Breaking News

WGII Gelar Diskusi Media Usung Tema Menjaga Budaya, Merawat Masa Depan Keanekaragaman Hayati Indonesia


Jakarta - Acara ini sekaligus sebagai momentum peluncuran Data ICCAs (Indigenous Peoples and Local Community Conserved Areas and Territories) edisi terbaru, Mei 2025 pada Rabu, 4 Juni 2025 di Jakarta.

Diskusi ini diharapkan menjadi wadah penting untuk menyampaikan hasil pemutakhiran data terkini terkait wilayah kelola masyarakat adat dan komunitas lokal yang terbukti berperan signifikan dalam pelestarian keanekaragaman hayati di Indonesia. WGII menegaskan pentingnya pengakuan dan dukungan kepada masyarakat adat sebagai aktor utama dalam menjaga ekosistem, hutan, laut, dan berbagai lanskap alam lainnya.

“Kami ingin menekankan bahwa perlindungan keanekaragaman hayati tidak bisa dilepaskan dari peran masyarakat adat dan komunitas lokal yang telah sejak lama menjaga wilayah mereka dengan cara yang berkelanjutan dan berbasis nilai budaya,” ujar Koordinator WGII Kasmita Widodo saat memberikan sambutannya.
WGII telah mulai melakukan pengumpulan data lahan konservasi yang dikelola dengan partisipasi masyarakat adat dan komunitas lokal sejak tahun 1990an.

Selain peluncuran data, diskusi ini juga akan memperkuat sinergi lintas sektor antara pemerintah, media, dan organisasi masyarakat sipil. Kolaborasi ini dinilai penting untuk mendorong capaian target nasional dalam dokumen Indonesian Biodiversity Strategy and Action Plan (IBSAP), sekaligus mendukung pencapaian target global dalam kerangka Kunming-Montreal Global Biodiversity Framework (KM-GBF).

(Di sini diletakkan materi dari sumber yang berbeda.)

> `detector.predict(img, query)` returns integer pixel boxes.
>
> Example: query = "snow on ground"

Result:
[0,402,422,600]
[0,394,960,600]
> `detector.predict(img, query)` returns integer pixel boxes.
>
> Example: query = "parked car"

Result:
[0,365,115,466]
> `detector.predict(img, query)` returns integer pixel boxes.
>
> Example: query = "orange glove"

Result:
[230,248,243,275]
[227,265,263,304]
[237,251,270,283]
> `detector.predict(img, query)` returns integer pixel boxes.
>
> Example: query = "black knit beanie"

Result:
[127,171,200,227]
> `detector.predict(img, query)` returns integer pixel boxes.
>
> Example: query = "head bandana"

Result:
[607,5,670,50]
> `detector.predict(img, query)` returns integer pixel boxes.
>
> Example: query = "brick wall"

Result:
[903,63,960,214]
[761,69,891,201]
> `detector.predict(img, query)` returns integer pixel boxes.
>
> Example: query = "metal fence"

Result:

Menurut data yang dipaparkan oleh Knowledge Management WGII Lasti Fardilla Noor sampai Mei 2025 total registrasi nasional  ICCAs atau lahan konservasi yang dikelola langsung oleh masyarakat adat dan komunitas lokal mencapai 647.457,49 hektar yang tersebar di 293 wilayah di Indonesia, yang mana yang terbesar di wilayah Kalimantan sebesar 385.744,26 hektar.
 
Area potensi ICCAs ini tersebar di berbagai ekosistem, termasuk hutan, sungai dan perairan, namun Program Manager WGII Cindy Julianty mengakui masih kurang pemantauan di wilayah pesisir padahal potensi ICCAs di sana cukup tinggi.

Peluncuran data ICCA edisi Mei 2025 diyakini akan menjadi pijakan penting untuk mendorong kebijakan yang lebih inklusif terhadap pengelolaan wilayah konservasi berbasis masyarakat adat dan komunitas lokal.
“Satu hal yang kita perjuangkan adalah soal bagaimana kita bisa melakukan perubahan paradigma dari pendekatan konservasi dan mendekolinialisasi itu…Ternyata di balik narasi-narasi di balik melindungi satwa dan ekosistem ini ada hal lain yang lagi dibicarakan. It’s not coming from us but from other people dan ini yang harus dishifting dan kita suarakan kepada pengambil kebijakan bahwa faktanya, kebijakan-kebijakan yang diambil kaitannya dengan konservasi kadang tidak membutuhkan masyarakat adat dan kadang juga tidak membutuhkan negara,” kata Cindy.

Apa yang disampaikan Cindy dengan lugas digaungkan oleh salah satu pendiri Yayasan Hutan, Alam, dan Lingkungan Aceh (Yayasan HAkA) Farwiza Farhan menyampaikan selama ini ada kesalahan dalam pendekatan konservasi alam selama ini, yakni pada pemisahan antara manusia dan alam yang kemudian disadari bahwa ini adalah didikan yang diturunkan oleh kolonial.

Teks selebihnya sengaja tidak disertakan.